We could have tried the wider Thor and DominoEx modes, but then the
minimum S/N would not be good enough. It was not quite good enough with
Contestia for 100% print anyway.
Next week we will compare Olivia to Contestia to see if we can confirm
Jaak's simulation findings. No more tests possible this week.
73 - Skip KH6TY
Tony wrote:
[Attachment(s) <#TopText> from Tony included below]
On 4/20/2010 3:32 AM, KH6TY wrote:
Hi Tony, When both stations are within the same ducting level, the
only audible Doppler effect is usually reflections from airplanes,
and sounds much like your recording. When there is no propagation
enhancement showing on the Hepburn maps, there is usually a fast,
constant, "chopping up" of the SSB phone signal, and when we switch
to a relatively wide digital mode - print is perfect.

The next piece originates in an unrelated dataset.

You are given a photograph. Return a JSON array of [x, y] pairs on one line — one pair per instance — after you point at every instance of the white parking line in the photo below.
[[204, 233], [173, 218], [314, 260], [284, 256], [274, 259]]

It sounds like there are two different propagation modes in play Skip.
The steadier signals that tend to coincide with the Hepburn maps would
appear to be coming from real tropospheric ducting (which says a lot
for those maps) while the other mode may be tropospheric scatter.

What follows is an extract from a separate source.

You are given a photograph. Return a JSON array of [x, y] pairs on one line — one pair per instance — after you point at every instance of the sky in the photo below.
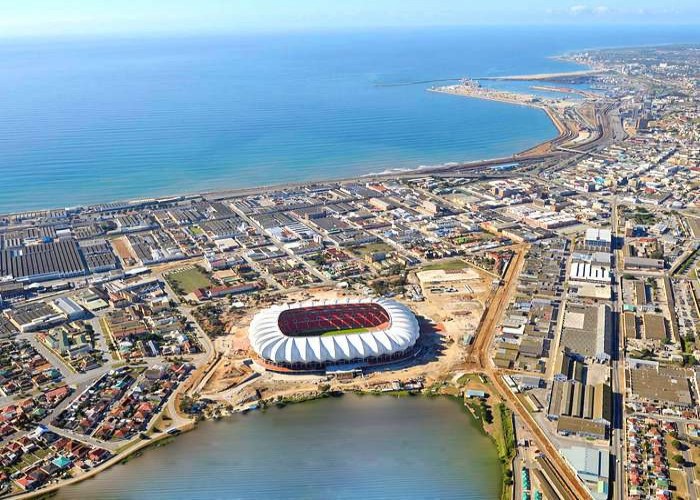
[[90, 17]]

For what it's worth, the path simulator can emulate the rapid fade
characteristics you mentioned by introducing low-frequency Doppler
spread. This seems to coincide with the 2 to 3 fades per-second you
mentioned (see profiles jpg). The fade frequency tends to become more
rapid as the Doppler spread frequency is increased.
It's difficult to say what's really going on, but the digital modes
themselves may tell us something. We know for a fact that narrow-band
PSK modes cannot tolerate Doppler spread while MFSK modes have little
or no trouble coping. This seems to be the situation with your tests
on 432 and suggests that the throughput failures are Doppler induced.
I think you can determine if Doppler spread is present, but it's not
going to show up in the waterfall with most digital modes; it needs to
be fairly intense for that to happen. I've found that the best
approach is to measure the spread of a carrier signal using Spectran
or SBSpectrum. The frequency-spread carrier will appear broad compared
to a normal signal; the software "magnifies" the effect -- see
SBspectrum images 1 and 2.
As you can see in the waterfall images (1 and 2) it's difficult to
tell the difference between mild Doppler spreading at 0.25Hz and more
intense Doppler spread at 5Hz, yet the difference is night and day in
terms of throughput with narrow modes. Of course you can use the
tuning indicator with PSK31, but it's not as precise.
A few more questions:
Are there times when the fading frequency increases beyond 2 or 3 Hz?
Are the "choppy" signals generally weaker than those that coincide
with the Hepburn maps? What are the distances between your QTH and the
stations you work on VHF/UHF? Have the narrow modes like PSK31 worked
at all on what seems to be tropo-scatter mode?
Looking forward to hearing more about the VHF/UHF digital tests Skip.